Edibility: edible, it can be consumed also raw, provided young. In some zones it is much sought for.
Spores: ovoidal, with one guttula, smooth, brown, 4,5-6 × 3-4,5 µm. Q = 1,42 (Q = 1,29-1,5).
Basidia: clavate, with 2-4 sterigmata, granulose, guttulated, with joint-buckles, 14 – 21 × 5,5 – 8 µm.
The hyphal system is monomitic.
Remarks: It is a very easy to be determined fungus. As a matter of fact, there are no similar species with which it may be mistaken. It is quite easily found on the trunks of chestnut, but also of oak, during the autumn.

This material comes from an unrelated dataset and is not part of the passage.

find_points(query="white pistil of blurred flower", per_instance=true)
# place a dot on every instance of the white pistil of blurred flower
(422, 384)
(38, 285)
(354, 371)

It causes the brown rot in the plants and fructifies several years after the appearance of the rot itself. The rot develops very slowly and by the initial stages gives the wood a particular colouration which renders the same very sought for and appreciated.
It is a unique species in Europe, very abundant in the temperate zones, little common in North Europe. It is a fungus known since the oldest times, when it was collected and eaten raw as well as fried.
Synonyms: Boletus hepaticus Schaeffer 1774 basionym; Agarico-carnis lingua-bovis Paulet 1793; Boletus buglossum Retzius 1769; Boletus bulliardii J.F. Gmelin 1792; Boletus hepaticus Ventenat 1812; Confistulina hepatica (Saccardo) Stalpers 1983; Fistulina buglossoides Bulliard 1790; Fistulina endoxantha Spegazzini 1921; Fistulina hepatica var. endoxantha (Spegazzini) J.E. Wright 1961; Fistulina sarcoides St.-Amans 1821; Hypodrys hepaticus (Schaeffer) Persoon 1825.